Passionné, dirigeant, sponsor, organisateur des réceptions Langonnaises et père de joueur, Stéphane Grafouillere est une figure du club Langonnais. C’est avec sa verve et son franc parler naturel que le père de Julien Graffouillère (qui commentait le match à nos côtés) nous a accordé une interview, quelques minutes après la brillante victoire des Stadistes en barrages des playoffs de Nationale 2 face à Fleurance (34-3). Ému et fier ce restaurateur qui mène les fourneaux avec son épouse et son fils des « F des Fontaines » (une des bonnes tables juchée dans une des péninsule du Bassin d’Arcachon), doit déjà rêver de voir les gars de Langon franchir une nouvelle étape dans 10 jours dans la périphérie lyonnaise, lors du 1/4 de finale de Nationale 2 face au Stade Métropolitain.
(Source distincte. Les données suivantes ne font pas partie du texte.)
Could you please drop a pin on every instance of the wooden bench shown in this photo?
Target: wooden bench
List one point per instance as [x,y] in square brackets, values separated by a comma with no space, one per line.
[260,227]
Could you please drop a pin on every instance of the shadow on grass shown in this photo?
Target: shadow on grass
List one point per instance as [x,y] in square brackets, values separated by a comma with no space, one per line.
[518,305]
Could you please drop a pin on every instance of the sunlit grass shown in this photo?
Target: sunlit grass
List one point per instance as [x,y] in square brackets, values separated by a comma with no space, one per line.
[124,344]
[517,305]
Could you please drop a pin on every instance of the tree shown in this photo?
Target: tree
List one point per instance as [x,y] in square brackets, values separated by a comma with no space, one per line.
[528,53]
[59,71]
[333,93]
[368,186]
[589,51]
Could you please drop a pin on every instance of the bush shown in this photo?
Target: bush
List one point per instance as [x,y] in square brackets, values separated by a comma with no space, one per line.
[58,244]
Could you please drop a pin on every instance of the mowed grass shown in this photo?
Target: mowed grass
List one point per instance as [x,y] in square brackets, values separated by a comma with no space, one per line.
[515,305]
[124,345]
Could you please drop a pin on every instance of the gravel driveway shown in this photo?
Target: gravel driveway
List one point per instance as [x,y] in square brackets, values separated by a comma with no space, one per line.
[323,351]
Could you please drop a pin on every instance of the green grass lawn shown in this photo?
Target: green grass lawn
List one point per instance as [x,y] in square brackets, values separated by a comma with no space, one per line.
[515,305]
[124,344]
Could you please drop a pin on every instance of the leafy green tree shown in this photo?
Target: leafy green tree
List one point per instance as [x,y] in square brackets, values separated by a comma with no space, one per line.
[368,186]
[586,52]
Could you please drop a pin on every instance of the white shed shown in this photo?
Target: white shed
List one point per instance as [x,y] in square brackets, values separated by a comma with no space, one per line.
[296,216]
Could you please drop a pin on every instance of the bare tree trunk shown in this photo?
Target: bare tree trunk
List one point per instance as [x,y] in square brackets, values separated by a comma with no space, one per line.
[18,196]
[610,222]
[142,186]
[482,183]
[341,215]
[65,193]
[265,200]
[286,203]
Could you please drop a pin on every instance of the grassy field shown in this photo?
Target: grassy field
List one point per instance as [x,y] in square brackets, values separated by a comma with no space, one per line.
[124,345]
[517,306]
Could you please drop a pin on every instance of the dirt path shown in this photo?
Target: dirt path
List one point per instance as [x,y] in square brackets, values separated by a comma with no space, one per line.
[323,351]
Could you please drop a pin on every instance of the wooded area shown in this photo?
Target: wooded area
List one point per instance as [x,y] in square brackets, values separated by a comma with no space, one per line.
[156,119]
J’imagine que les petits vous ont fait plaisir ?
Extrêmement plaisir, oui. Comme d’habitude à Comberlin, on a mis un engagement et on les a vraiment secoués.

Votre fils Julien n’était malheureusement pas sur le terrain mais il était au micro et je peux vous dire qu’il a mouillé le maillot comme sur un terrain
C’est qu’il a des talents cachés que je ne connaissais pas (rires). J’aurai quand même préféré qu’il soit sur le terrain.
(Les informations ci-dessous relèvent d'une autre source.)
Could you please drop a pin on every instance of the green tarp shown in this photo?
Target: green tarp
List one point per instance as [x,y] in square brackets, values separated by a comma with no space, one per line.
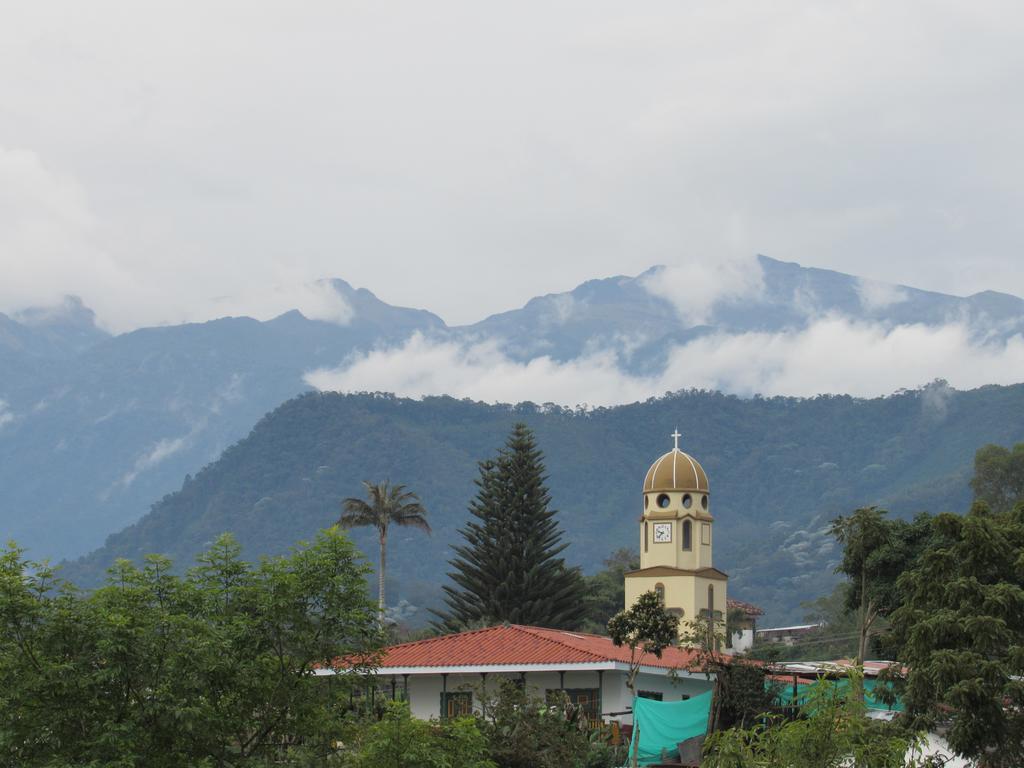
[785,694]
[664,724]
Quand on est partenaire d’un club comme Langon et qu’on vit des émotions comme ça, on est un partenaire heureux et on a peut-être envie d’amener d’autres partenaires ?
Tout à fait, c’est notre but de rentrer beaucoup plus de partenaires, de faire des repas comme on a fait à midi au Château d’Arche qui était une réussite tout comme ça a été une réussite ici, sous la bâche. J’espère que ça va suivre.

On connaît maintenant les gars de Langon et ils sont capables de tout, même d’aller très, très loin dans ces play-offs ?
Oui, c’est ce qui m’inquiète, je ne vous le cache pas. On a quand même un déplacement difficile dans 15 jours au Stade Métropolitain et après, advienne que pourra, on n’a pas l’objectif de monter donc on jouera sans pression.

L’aventure est belle ?
Elle est très, très belle et j’espère quand même qu’elle va durer un ou deux dimanches de plus.